Frank has held several diverse positions both as a worker and a volunteer in the areas of public health programming and community/organizational development. He worked for the City of Fort Worth, Texas overseeing several transitional projects for the Fort Worth Department of Employment and Training. He also worked briefly as a consultant to the Massachusetts Department of Public Health - AIDS Office (now the HIV/AIDS Bureau) focusing on asset mapping and youth outreach. Frank spent three years working as a community health educator in Springfield, Mass.

In 1993, Thompson left his chosen career field of public health to work in the area of education reform. After initially working for two years with an alternative education agency called The Learning Tree, Frank embarked on an ambitious endeavor; creating a community-based charter school. After three years of developing and operating the second charter school in Springfield, Mass., Frank chose to return to his primary career path – public health.

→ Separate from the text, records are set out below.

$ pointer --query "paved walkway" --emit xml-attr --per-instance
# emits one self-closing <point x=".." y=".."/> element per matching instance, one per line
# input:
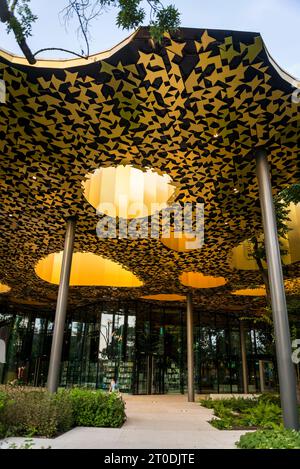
<point x="163" y="422"/>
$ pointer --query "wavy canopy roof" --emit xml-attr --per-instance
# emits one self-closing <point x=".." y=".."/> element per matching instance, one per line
<point x="193" y="108"/>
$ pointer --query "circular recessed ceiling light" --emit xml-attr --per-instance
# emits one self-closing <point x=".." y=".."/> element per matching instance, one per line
<point x="4" y="288"/>
<point x="181" y="242"/>
<point x="127" y="192"/>
<point x="87" y="269"/>
<point x="250" y="292"/>
<point x="165" y="297"/>
<point x="199" y="280"/>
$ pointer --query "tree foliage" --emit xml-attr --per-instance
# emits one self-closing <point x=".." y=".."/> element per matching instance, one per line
<point x="281" y="203"/>
<point x="18" y="17"/>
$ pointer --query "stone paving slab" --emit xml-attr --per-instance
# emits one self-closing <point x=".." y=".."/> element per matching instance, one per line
<point x="162" y="422"/>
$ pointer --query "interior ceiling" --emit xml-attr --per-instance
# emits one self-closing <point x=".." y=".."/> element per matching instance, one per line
<point x="193" y="108"/>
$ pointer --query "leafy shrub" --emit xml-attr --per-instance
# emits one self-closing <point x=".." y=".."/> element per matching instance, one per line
<point x="270" y="398"/>
<point x="263" y="415"/>
<point x="3" y="403"/>
<point x="97" y="408"/>
<point x="30" y="412"/>
<point x="261" y="412"/>
<point x="270" y="439"/>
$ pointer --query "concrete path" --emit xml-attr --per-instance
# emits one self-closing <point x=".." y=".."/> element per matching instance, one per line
<point x="162" y="422"/>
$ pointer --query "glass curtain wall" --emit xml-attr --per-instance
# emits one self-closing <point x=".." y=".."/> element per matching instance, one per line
<point x="142" y="346"/>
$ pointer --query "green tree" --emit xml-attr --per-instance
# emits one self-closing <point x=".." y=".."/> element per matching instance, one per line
<point x="18" y="17"/>
<point x="281" y="202"/>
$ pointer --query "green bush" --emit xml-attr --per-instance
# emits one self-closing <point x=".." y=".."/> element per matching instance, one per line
<point x="97" y="408"/>
<point x="261" y="412"/>
<point x="30" y="412"/>
<point x="263" y="415"/>
<point x="270" y="439"/>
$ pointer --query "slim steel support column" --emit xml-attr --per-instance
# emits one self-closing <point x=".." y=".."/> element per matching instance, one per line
<point x="61" y="309"/>
<point x="286" y="371"/>
<point x="190" y="346"/>
<point x="244" y="358"/>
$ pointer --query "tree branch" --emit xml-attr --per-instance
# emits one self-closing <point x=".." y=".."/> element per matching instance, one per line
<point x="7" y="16"/>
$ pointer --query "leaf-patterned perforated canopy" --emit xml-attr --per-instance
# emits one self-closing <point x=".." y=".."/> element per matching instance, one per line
<point x="194" y="108"/>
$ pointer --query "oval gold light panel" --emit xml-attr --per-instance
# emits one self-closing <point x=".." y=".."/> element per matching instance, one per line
<point x="4" y="288"/>
<point x="164" y="297"/>
<point x="87" y="269"/>
<point x="250" y="292"/>
<point x="181" y="243"/>
<point x="199" y="280"/>
<point x="127" y="192"/>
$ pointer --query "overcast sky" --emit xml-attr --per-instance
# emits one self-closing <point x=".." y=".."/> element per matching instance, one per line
<point x="277" y="20"/>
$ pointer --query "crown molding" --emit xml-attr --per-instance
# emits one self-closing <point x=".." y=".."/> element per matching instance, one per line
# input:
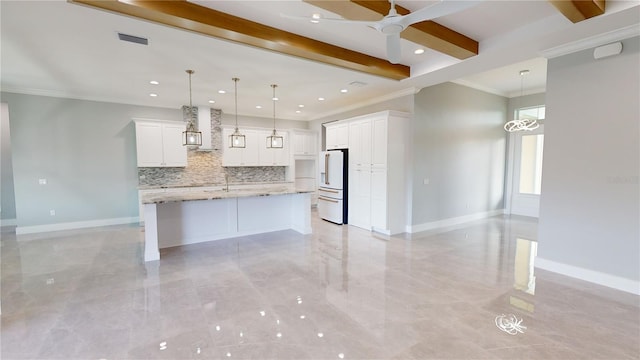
<point x="593" y="41"/>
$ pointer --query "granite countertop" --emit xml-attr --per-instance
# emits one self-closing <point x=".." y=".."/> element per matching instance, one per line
<point x="195" y="194"/>
<point x="237" y="184"/>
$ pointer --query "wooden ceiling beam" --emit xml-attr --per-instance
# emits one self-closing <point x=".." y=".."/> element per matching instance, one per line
<point x="189" y="16"/>
<point x="579" y="10"/>
<point x="426" y="33"/>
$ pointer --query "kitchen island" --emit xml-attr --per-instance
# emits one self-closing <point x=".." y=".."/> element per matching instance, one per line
<point x="192" y="215"/>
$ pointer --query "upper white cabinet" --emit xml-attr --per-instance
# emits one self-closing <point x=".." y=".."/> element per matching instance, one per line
<point x="255" y="152"/>
<point x="273" y="156"/>
<point x="337" y="136"/>
<point x="305" y="143"/>
<point x="246" y="156"/>
<point x="159" y="143"/>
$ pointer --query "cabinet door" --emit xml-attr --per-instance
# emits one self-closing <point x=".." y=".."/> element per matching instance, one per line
<point x="304" y="143"/>
<point x="282" y="157"/>
<point x="271" y="156"/>
<point x="149" y="144"/>
<point x="299" y="143"/>
<point x="230" y="156"/>
<point x="251" y="153"/>
<point x="360" y="197"/>
<point x="360" y="143"/>
<point x="331" y="137"/>
<point x="379" y="138"/>
<point x="310" y="146"/>
<point x="342" y="136"/>
<point x="379" y="198"/>
<point x="174" y="153"/>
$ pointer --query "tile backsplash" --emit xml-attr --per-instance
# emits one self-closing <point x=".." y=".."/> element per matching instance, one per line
<point x="205" y="167"/>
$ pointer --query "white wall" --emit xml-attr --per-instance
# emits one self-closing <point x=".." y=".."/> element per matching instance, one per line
<point x="459" y="146"/>
<point x="85" y="150"/>
<point x="8" y="214"/>
<point x="404" y="104"/>
<point x="589" y="210"/>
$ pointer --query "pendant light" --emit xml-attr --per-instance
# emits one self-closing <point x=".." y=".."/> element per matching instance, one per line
<point x="521" y="124"/>
<point x="274" y="141"/>
<point x="191" y="137"/>
<point x="236" y="140"/>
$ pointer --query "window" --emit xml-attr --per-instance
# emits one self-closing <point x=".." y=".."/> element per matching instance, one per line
<point x="531" y="153"/>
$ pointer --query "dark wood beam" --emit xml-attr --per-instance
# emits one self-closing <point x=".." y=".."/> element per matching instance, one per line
<point x="578" y="10"/>
<point x="189" y="16"/>
<point x="426" y="33"/>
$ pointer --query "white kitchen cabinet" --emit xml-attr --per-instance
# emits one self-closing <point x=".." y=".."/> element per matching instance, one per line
<point x="378" y="145"/>
<point x="378" y="152"/>
<point x="360" y="143"/>
<point x="378" y="199"/>
<point x="273" y="156"/>
<point x="337" y="136"/>
<point x="305" y="143"/>
<point x="159" y="143"/>
<point x="246" y="156"/>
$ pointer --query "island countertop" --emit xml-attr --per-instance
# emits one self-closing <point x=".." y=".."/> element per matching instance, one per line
<point x="194" y="194"/>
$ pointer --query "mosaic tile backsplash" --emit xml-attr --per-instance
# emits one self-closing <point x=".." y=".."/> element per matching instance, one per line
<point x="205" y="167"/>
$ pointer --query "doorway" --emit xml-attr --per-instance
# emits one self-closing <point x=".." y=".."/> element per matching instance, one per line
<point x="525" y="183"/>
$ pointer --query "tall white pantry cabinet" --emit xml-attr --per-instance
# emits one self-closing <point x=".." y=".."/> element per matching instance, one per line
<point x="379" y="149"/>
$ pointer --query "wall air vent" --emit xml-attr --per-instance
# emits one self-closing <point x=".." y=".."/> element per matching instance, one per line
<point x="133" y="39"/>
<point x="358" y="83"/>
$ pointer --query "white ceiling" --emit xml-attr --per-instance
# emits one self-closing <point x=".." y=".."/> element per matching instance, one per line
<point x="61" y="49"/>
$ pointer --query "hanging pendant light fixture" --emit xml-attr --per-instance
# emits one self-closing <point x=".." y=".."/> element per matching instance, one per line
<point x="521" y="124"/>
<point x="236" y="140"/>
<point x="191" y="137"/>
<point x="274" y="141"/>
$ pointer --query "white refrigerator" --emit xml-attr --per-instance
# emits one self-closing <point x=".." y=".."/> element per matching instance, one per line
<point x="332" y="192"/>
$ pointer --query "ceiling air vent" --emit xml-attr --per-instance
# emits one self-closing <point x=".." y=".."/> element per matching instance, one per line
<point x="133" y="39"/>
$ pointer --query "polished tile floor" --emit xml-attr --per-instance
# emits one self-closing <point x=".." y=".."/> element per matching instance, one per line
<point x="468" y="292"/>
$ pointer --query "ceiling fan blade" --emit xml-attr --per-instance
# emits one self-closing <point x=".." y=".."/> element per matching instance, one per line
<point x="331" y="20"/>
<point x="439" y="9"/>
<point x="393" y="48"/>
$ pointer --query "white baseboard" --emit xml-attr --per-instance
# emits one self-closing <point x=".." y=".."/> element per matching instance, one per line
<point x="20" y="230"/>
<point x="8" y="222"/>
<point x="453" y="221"/>
<point x="595" y="277"/>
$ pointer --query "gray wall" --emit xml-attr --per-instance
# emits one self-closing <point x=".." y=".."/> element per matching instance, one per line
<point x="524" y="101"/>
<point x="459" y="145"/>
<point x="85" y="150"/>
<point x="589" y="210"/>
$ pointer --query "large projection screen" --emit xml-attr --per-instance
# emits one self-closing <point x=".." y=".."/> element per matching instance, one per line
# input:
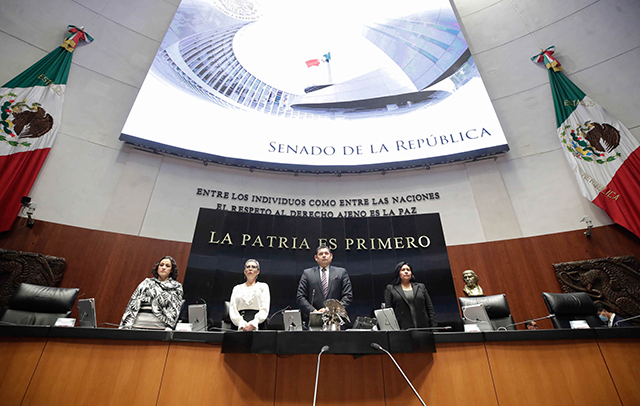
<point x="317" y="86"/>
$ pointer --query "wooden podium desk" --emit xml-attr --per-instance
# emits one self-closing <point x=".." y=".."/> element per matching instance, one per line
<point x="79" y="366"/>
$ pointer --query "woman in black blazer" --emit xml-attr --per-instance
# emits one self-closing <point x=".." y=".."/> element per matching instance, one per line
<point x="409" y="300"/>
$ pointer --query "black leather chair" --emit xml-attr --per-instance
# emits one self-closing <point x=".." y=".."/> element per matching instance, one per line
<point x="497" y="309"/>
<point x="39" y="305"/>
<point x="571" y="306"/>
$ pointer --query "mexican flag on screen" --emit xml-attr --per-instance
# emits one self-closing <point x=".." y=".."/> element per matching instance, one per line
<point x="602" y="152"/>
<point x="30" y="110"/>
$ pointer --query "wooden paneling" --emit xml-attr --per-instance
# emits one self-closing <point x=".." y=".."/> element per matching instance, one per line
<point x="98" y="372"/>
<point x="545" y="373"/>
<point x="199" y="374"/>
<point x="458" y="374"/>
<point x="343" y="380"/>
<point x="623" y="360"/>
<point x="18" y="359"/>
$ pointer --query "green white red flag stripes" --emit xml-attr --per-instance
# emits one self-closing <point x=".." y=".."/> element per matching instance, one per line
<point x="30" y="111"/>
<point x="602" y="152"/>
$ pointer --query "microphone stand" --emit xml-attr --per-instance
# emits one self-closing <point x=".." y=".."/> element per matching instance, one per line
<point x="315" y="391"/>
<point x="378" y="347"/>
<point x="429" y="328"/>
<point x="504" y="328"/>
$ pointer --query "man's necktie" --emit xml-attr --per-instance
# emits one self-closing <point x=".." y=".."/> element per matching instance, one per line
<point x="325" y="282"/>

In February 1999 he started with the KCHD as a public health planner. Frank’s current duties as the manager of HIV Services include oversight of six HIV-related funding streams totaling almost $7 million. His previous duties as the strategic management officer included strategic planning, development of community partnerships, management of accreditation efforts, oversight of quality improvement efforts, departmental liaison to the Kansas City Health Commission and community health planning & advocacy.  

Thompson’s early projects with KCHD included overseeing completion of the city’s first Minority Health Indicators Report and facilitating KCHD’s participation in a statewide initiative to examine the role and function of public health at the state and local level. During his tenure with KCHD, he has played a lead role in KCHD’s effort to become the first accredited local public health agency in Missouri (2004), drafting comprehensive plans for HIV/AIDS prevention efforts and care services in the Kansas City region (2005 & 2006), and creating the first Community Health Improvement Plan (CHIP) for Kansas City (2004-2006). He was also involved in efforts to pass clean indoor air ordinances to reduce exposure to environmental tobacco smoke in the Kansas City region (2001-2009).

Thompson has represented KCHD on several statewide advisory councils. Locally, he has served on or provided professional support for numerous city-wide commissions, planning bodies and/or advisory bodies. Within KCHD Frank has provided leadership for creation of the Kansas City Health Commission, and initiating the KCHD Office of Strategic Management. Nationally, Frank served on the HIV/STI Workgroup for the National Association of County and City Health.
 
On a personal note, Frank has been married to Carole Bowe-Thompson since 1994 and they have three daughters (Nia, Annisah and Gabrielle). Frank also serves or has served on the board of directors for several local non-profit agencies engaged in providing health services to Kansas City. He also serves as a mentor for a young man whose mother approached him because of his work on issues related to HIV/AIDS.